Boston house prices dataset. 波士頓房價數據集
Number of Instances: $506$, Number of Attributes: 13
Iris plants dataset. 鳶尾植物數據集
Number of Instances: $50$, Number of Attributes: 4
Diabetes dataset. 糖尿病數據集
Number of Instances: $442$, Number of Attributes: 10
Optical recognition of handwritten digits dataset. 手寫數字數據集的光學識別
Number of Instances: $1797$, Number of Attributes: 64
Linnerrud dataset.

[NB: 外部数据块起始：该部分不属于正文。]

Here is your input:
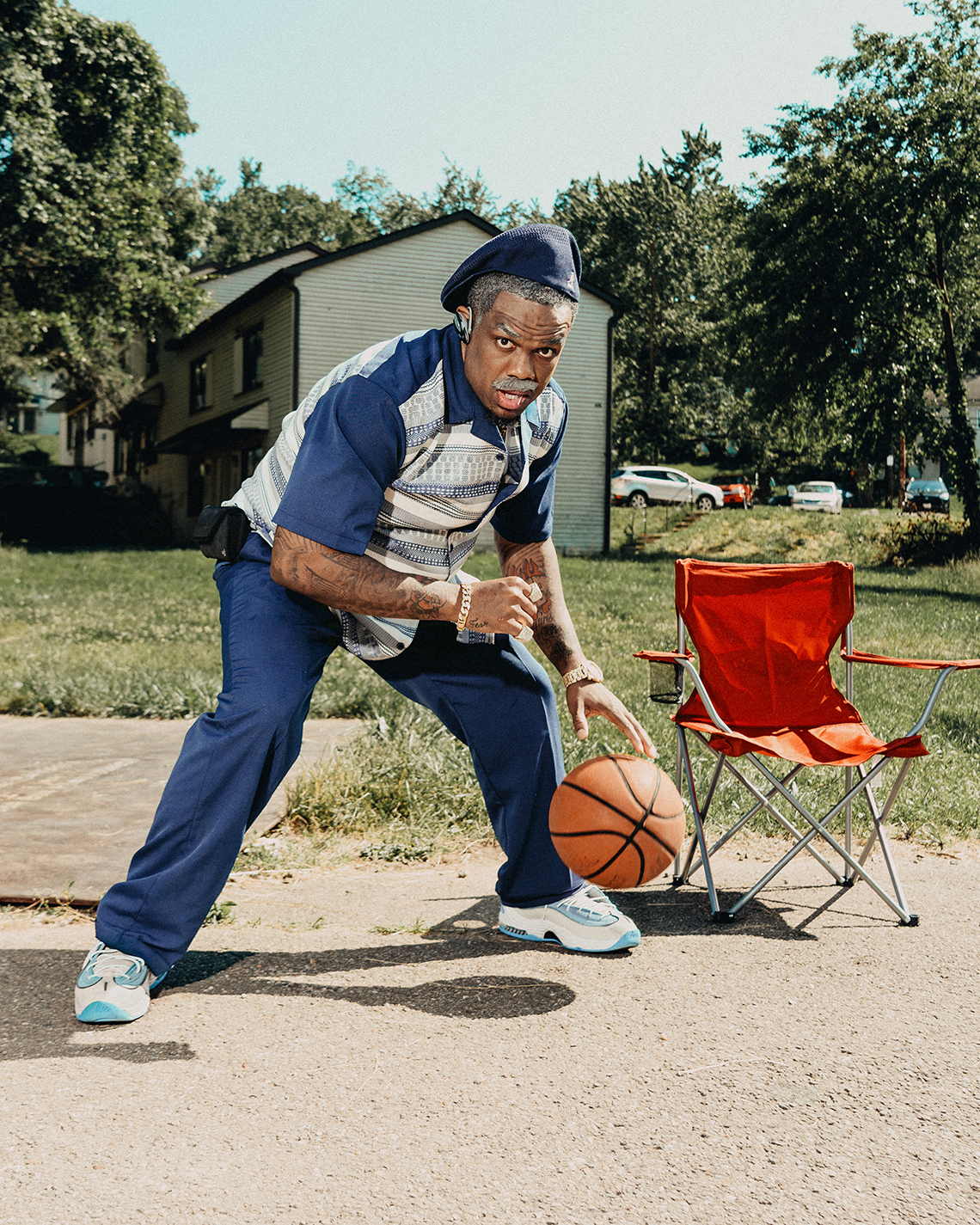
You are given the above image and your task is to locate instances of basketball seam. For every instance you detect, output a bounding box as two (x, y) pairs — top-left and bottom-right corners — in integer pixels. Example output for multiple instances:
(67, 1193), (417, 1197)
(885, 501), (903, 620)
(551, 766), (677, 859)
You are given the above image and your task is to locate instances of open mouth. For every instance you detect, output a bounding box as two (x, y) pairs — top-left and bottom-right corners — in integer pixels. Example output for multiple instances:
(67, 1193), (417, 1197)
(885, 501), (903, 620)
(493, 387), (534, 413)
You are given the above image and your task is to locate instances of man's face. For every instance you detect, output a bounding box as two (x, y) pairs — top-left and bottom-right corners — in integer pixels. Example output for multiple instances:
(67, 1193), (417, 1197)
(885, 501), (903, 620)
(461, 293), (572, 425)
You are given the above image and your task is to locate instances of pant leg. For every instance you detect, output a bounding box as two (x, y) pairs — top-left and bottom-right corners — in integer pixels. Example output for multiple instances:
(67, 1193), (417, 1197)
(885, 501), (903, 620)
(370, 621), (582, 907)
(95, 548), (340, 974)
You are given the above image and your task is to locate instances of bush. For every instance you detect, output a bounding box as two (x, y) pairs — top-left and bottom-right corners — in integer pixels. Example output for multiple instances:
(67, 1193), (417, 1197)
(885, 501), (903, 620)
(879, 515), (971, 566)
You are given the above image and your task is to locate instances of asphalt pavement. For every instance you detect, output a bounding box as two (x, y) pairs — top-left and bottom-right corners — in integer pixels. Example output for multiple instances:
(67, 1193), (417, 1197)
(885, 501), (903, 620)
(0, 841), (980, 1225)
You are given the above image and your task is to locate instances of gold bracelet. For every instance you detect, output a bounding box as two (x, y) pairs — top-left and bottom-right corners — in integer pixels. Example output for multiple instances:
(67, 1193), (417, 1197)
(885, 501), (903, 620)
(456, 583), (473, 634)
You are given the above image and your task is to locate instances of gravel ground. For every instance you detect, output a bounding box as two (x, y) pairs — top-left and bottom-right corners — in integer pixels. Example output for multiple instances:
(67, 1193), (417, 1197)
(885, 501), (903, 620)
(0, 842), (980, 1225)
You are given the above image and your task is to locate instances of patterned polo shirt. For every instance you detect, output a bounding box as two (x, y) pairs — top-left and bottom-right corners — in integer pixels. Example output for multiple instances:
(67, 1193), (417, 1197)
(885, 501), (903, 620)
(230, 326), (567, 659)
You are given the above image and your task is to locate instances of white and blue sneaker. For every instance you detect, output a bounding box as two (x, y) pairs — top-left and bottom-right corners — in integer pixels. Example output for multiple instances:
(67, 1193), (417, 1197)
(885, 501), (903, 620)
(498, 885), (640, 953)
(75, 943), (167, 1026)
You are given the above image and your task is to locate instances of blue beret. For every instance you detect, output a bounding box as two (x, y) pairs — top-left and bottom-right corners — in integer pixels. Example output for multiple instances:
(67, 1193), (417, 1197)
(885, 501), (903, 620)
(442, 225), (582, 312)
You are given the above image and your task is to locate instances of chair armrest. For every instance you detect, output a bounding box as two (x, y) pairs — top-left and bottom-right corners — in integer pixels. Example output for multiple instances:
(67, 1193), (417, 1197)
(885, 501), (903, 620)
(841, 648), (980, 671)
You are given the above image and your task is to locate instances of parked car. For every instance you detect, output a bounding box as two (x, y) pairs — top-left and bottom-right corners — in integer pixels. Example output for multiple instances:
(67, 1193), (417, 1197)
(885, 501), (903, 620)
(902, 481), (949, 515)
(793, 481), (844, 515)
(714, 472), (753, 511)
(610, 464), (726, 511)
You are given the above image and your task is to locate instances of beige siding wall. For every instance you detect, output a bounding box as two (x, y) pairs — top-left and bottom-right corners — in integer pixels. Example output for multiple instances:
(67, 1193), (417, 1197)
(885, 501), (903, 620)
(146, 289), (294, 540)
(295, 222), (611, 553)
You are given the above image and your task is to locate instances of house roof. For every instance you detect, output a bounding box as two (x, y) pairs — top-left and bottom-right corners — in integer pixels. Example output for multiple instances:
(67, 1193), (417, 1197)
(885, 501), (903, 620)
(167, 208), (626, 351)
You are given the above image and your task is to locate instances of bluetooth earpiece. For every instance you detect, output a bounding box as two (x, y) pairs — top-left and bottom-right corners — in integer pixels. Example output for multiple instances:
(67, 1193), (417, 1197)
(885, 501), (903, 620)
(452, 311), (473, 344)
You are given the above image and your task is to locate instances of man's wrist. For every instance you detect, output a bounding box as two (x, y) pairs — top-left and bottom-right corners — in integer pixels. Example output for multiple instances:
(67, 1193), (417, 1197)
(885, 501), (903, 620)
(561, 659), (603, 689)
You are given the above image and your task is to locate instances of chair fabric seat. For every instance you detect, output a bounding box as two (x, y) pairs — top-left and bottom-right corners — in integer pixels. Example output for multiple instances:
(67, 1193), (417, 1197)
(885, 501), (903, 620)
(675, 694), (928, 766)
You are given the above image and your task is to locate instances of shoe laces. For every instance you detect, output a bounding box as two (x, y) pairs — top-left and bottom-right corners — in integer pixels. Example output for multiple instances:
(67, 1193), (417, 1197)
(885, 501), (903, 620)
(89, 948), (142, 979)
(553, 885), (621, 919)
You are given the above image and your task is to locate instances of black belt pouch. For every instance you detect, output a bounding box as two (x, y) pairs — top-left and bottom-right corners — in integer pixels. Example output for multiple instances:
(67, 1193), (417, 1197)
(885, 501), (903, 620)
(193, 506), (253, 561)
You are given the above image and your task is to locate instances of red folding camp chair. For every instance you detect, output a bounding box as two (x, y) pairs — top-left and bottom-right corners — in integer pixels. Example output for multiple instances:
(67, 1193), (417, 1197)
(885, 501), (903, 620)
(637, 559), (980, 926)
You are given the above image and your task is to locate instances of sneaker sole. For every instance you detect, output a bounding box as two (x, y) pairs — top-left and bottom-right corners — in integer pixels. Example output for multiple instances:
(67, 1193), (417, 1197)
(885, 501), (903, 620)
(75, 971), (169, 1026)
(75, 997), (150, 1026)
(498, 923), (640, 953)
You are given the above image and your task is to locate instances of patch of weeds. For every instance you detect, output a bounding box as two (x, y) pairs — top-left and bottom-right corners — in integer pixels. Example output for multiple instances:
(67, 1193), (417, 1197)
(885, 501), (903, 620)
(283, 707), (493, 862)
(879, 515), (971, 566)
(201, 902), (237, 928)
(371, 915), (432, 936)
(358, 842), (432, 864)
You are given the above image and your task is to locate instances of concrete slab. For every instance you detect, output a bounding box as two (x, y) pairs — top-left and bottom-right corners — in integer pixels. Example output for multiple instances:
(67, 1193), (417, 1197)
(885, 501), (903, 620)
(0, 715), (361, 900)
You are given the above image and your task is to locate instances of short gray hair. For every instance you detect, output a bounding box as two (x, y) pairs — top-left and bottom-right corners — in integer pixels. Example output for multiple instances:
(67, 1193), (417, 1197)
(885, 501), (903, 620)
(467, 272), (579, 328)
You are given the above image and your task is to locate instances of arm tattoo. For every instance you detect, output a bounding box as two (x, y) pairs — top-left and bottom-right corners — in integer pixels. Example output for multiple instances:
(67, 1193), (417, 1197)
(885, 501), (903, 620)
(498, 539), (582, 672)
(271, 528), (453, 621)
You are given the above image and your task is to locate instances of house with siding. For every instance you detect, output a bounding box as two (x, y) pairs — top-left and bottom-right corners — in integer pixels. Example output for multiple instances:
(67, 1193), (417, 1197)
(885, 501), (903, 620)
(67, 211), (621, 554)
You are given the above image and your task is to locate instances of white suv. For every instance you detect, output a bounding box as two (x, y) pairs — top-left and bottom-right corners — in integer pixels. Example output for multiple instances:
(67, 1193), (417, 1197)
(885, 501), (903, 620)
(610, 464), (726, 511)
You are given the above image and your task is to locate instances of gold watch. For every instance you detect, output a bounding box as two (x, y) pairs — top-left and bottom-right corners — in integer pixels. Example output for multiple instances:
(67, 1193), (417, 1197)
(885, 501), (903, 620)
(561, 659), (603, 689)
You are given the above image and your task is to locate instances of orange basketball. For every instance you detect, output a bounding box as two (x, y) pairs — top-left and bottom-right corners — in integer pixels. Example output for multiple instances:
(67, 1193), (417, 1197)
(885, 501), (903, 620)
(548, 753), (685, 890)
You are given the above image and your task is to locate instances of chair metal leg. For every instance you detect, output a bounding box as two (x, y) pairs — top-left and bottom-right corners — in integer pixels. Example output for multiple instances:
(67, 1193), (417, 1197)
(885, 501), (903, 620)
(732, 753), (917, 925)
(677, 727), (720, 917)
(674, 727), (683, 883)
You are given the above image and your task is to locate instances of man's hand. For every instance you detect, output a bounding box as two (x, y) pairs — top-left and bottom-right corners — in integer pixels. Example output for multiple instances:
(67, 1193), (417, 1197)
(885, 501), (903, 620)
(467, 574), (538, 637)
(565, 681), (657, 757)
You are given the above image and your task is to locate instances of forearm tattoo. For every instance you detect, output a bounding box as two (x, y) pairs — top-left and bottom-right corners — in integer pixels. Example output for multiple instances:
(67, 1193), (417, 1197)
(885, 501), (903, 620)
(499, 540), (582, 672)
(272, 528), (450, 621)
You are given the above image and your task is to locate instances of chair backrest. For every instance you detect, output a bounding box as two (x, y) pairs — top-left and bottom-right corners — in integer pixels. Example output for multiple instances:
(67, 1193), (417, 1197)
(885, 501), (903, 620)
(675, 559), (860, 727)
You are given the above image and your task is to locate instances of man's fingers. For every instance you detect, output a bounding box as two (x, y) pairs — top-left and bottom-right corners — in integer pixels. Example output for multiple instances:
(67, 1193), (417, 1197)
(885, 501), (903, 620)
(570, 694), (589, 740)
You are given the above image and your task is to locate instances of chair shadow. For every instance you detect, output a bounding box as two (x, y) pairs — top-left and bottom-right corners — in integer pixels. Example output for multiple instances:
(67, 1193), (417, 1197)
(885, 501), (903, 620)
(606, 885), (818, 940)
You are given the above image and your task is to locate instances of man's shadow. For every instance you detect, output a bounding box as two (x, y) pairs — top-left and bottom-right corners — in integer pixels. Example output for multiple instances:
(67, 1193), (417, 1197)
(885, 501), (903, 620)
(0, 885), (816, 1063)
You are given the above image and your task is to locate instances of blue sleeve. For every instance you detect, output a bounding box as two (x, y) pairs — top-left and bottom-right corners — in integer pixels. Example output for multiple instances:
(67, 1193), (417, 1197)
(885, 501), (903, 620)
(274, 375), (406, 556)
(490, 407), (568, 544)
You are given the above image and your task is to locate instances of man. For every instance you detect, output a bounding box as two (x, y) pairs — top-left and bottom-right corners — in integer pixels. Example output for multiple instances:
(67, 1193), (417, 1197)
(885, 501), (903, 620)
(76, 225), (652, 1023)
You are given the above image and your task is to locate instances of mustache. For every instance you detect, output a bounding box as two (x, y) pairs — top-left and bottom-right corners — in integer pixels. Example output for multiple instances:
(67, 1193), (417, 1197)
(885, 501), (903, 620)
(491, 375), (538, 392)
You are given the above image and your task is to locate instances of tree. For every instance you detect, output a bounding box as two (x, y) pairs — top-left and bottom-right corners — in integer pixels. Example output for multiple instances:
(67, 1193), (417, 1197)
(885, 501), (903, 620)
(197, 158), (377, 268)
(0, 0), (207, 408)
(554, 129), (741, 459)
(334, 158), (545, 234)
(736, 0), (980, 531)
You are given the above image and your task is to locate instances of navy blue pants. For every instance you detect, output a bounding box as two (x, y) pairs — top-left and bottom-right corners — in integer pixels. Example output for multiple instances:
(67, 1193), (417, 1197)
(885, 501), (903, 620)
(95, 536), (580, 974)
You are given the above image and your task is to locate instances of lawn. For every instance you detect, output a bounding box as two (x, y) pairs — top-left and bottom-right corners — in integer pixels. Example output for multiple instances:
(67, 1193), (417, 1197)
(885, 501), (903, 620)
(0, 507), (980, 859)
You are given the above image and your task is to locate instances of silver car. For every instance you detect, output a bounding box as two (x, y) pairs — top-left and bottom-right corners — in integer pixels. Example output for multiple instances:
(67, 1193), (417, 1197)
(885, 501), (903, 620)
(792, 481), (844, 515)
(610, 464), (726, 511)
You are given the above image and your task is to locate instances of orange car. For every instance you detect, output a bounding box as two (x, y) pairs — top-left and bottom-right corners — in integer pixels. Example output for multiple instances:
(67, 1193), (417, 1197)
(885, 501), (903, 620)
(714, 472), (752, 511)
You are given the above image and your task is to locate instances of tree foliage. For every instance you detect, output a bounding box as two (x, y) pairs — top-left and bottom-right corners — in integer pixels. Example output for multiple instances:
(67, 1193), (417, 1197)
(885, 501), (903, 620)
(0, 0), (207, 407)
(734, 0), (980, 536)
(197, 158), (377, 268)
(334, 158), (545, 234)
(554, 129), (741, 461)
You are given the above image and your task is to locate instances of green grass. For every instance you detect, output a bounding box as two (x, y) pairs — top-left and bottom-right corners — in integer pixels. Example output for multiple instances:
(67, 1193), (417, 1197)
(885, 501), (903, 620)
(0, 507), (980, 868)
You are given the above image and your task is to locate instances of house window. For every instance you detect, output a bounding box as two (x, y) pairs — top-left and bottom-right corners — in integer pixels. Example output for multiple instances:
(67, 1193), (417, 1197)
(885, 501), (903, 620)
(191, 354), (208, 413)
(242, 323), (262, 392)
(242, 447), (266, 481)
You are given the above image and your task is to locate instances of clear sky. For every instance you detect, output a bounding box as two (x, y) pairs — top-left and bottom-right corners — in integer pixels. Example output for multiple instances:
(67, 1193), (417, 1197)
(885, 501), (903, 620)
(75, 0), (923, 211)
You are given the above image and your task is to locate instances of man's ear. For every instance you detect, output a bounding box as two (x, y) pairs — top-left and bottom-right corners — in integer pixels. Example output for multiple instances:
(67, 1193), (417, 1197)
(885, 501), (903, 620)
(452, 306), (473, 344)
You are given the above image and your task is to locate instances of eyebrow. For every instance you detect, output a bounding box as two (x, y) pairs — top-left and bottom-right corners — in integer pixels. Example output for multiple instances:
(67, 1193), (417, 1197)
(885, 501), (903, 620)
(493, 321), (565, 349)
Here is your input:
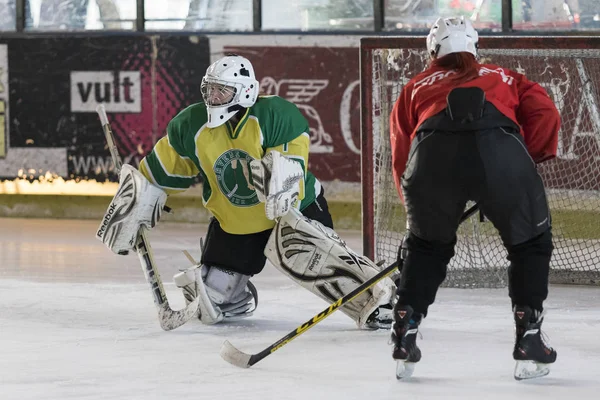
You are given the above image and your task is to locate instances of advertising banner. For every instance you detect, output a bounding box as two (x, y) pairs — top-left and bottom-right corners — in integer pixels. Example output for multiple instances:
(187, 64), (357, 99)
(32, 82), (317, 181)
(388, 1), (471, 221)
(0, 35), (210, 181)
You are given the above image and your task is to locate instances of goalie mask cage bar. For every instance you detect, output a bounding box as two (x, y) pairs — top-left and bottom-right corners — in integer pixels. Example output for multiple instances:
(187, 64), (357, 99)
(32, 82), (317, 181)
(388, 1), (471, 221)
(360, 36), (600, 288)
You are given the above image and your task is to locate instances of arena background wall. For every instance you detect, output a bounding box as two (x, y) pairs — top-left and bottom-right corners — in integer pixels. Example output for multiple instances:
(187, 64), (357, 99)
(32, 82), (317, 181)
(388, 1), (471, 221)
(0, 34), (360, 229)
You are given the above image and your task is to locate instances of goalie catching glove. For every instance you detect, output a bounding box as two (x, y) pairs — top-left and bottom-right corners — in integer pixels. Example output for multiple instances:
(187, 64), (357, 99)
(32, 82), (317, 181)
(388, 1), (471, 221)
(96, 164), (167, 255)
(250, 150), (304, 220)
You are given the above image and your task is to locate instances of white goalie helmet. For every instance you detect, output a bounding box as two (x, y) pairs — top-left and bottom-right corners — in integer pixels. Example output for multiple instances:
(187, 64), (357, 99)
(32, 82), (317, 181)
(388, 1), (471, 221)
(200, 56), (259, 128)
(427, 17), (479, 58)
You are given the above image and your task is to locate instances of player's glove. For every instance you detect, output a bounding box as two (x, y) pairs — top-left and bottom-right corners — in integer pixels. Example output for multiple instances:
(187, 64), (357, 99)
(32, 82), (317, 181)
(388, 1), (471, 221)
(250, 150), (304, 220)
(96, 164), (167, 254)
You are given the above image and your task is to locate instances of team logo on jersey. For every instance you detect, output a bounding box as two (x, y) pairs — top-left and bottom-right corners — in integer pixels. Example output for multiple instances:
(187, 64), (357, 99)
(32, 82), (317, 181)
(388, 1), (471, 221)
(213, 149), (259, 207)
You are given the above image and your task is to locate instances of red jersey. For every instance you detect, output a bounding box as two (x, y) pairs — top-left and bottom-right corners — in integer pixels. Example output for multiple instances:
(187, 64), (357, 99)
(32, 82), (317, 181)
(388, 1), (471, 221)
(390, 64), (560, 198)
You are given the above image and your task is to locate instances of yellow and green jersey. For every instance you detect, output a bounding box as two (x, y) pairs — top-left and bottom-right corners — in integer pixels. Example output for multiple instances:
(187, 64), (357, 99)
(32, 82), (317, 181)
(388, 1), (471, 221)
(140, 96), (321, 234)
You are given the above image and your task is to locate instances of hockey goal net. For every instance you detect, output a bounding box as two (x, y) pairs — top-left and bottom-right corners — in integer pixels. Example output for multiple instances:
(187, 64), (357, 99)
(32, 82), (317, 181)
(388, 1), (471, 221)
(361, 37), (600, 287)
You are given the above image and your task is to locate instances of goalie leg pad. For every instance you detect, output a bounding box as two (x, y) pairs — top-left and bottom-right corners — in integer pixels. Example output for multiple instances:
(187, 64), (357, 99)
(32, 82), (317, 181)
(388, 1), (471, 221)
(265, 211), (395, 329)
(173, 265), (258, 325)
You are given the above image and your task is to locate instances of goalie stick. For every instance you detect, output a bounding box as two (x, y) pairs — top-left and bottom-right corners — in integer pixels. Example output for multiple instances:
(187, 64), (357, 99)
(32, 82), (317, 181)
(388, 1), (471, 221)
(96, 104), (200, 331)
(220, 204), (478, 368)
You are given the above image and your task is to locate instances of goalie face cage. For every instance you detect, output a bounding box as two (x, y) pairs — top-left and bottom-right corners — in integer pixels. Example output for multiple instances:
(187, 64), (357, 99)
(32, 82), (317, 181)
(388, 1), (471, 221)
(360, 37), (600, 288)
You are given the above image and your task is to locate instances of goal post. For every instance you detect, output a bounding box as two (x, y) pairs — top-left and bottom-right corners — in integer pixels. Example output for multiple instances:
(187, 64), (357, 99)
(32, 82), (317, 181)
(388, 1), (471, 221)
(360, 36), (600, 287)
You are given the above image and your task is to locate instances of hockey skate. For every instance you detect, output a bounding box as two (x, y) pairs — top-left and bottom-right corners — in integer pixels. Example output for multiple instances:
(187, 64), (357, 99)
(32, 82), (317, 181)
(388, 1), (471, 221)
(392, 306), (422, 379)
(365, 303), (394, 330)
(513, 306), (556, 380)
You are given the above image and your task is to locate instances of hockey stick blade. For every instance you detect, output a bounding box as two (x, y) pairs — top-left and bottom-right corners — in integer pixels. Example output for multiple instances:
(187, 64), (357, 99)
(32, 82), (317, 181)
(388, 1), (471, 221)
(219, 340), (256, 368)
(220, 262), (398, 368)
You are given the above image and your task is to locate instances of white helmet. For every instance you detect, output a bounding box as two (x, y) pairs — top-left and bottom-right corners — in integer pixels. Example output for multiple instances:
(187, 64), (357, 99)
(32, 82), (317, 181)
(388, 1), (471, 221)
(427, 17), (479, 58)
(200, 56), (258, 128)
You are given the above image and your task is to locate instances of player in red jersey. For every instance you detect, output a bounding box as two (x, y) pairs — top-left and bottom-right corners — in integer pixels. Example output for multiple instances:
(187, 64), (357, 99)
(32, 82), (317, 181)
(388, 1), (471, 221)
(390, 17), (560, 379)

Linnerrud 數據集
Number of Instances: $20$, Number of Attributes: 3
Wine recognition dataset. 葡萄酒識別數據集
Number of Instances: $178$, Number of Attributes: 13
Breast cancer wisconsin (diagnostic) dataset. wisconsin 州乳腺癌（診斷）數據集
Number of Instances: $569$, Number of Attributes: 30

下面給個簡單分類

`回歸 regression`	`分類 classification`
波士頓房價數據集	鳶尾植物數據集
糖尿病數據集	手寫數字數據集
Linnerrud 數據集 (多輸出)	葡萄酒識別數據集
	乳腺癌（診斷）數據集

之後會詳細介紹這些數據集。我們先來看 Scikit learn package 裡面。

from sklearn import datasets

index = 0
for item in dir(datasets):
  if item.split('_')[0] == 'load':
    index += 1
    print(index, '\t', item)

Boston house prices dataset. 波士頓房價數據集

Number of Instances : $506$
這個資料集有 $506$ 筆資料。
Number of Attributes : 13
每筆資料有 $13$ 個特徵。
Category : regression

Attributes 特徵分別是

CRIM : 按城鎮劃分的人均犯罪率
ZN : 比例超過25,000平方英尺的住宅用地比例。
INDUS : 每個城鎮非零售業務英畝的比例
CHAS : 查爾斯河虛擬變量（如果邊界是河流，則為1；否則為0）
NOX : 一氧化氮濃度（百萬分之幾）
RM : 每個住宅的平均房間數
AGE : 1940年之前建造的自有住房的年齡比例
DIS : 與五個波士頓就業中心的加權距離
RAD : 高速公路通行能力指数
TAX : 每10,000美元的稅全額財產稅稅率
PTRATIO : 按鎮劃分的師生比率
B : 1000（Bk-0.63）^ 2 其中Bk是按城鎮劃分的黑人比例
LSTAT : 人口地位降低百分比
MEDV : 自有住房的價值中位數（以1000美元計）

# 得到資料 方法一: 直接得到 X, y 
from sklearn import datasets

# 忽略警告訊息
import warnings
with warnings.catch_warnings():
    warnings.filterwarnings("ignore")
    X, y = datasets.load_boston(return_X_y=True)
    print('The shape of X: ', X.shape, '\n')
    print('The shape of y: ', y.shape)

  

# 得到資料 方法二: 先拿到資料物件，再得到 X, y
from sklearn import datasets

# 忽略警告訊息
import warnings
with warnings.catch_warnings():
    warnings.filterwarnings("ignore")
    
    data = datasets.load_boston()

    print('The data features:')
    display(data.feature_names)

    X = data.data
    print('The shape of X: ', X.shape, '\n')

    y = data.target
    print('The shape of y: ', y.shape)

Iris plants dataset. 鳶尾植物數據集

Number of Instances: $50$
這個資料集有 $50$ 筆資料。
Number of Attributes: 4
每筆資料有 $4$ 個特徵。
Category : classification

Attributes 特徵分別是

我們來英文翻譯，花萼（sepal）和花瓣（petal），長度（length）和寬度（width）。

sepal length in cm，花萼的長度。
sepal width in cm，花萼的寬度。
petal length in cm，花瓣的長度。
petal width in cm，花瓣的寬度。

class

要分類的是鳶尾花屬下的三個亞屬，分別是山鳶尾（setosa）、變色鳶尾（verscicolor）和維吉尼亞鳶尾（virginica）。

Setosa，山鳶尾
Versicolour，變色鳶尾
Virginica，維吉尼亞鳶尾

# 得到資料 方法一: 直接得到 X, y 
from sklearn import datasets

X, y = datasets.load_iris(return_X_y=True)

print('The shape of X: ', X.shape, ' The shape of y: ', y.shape)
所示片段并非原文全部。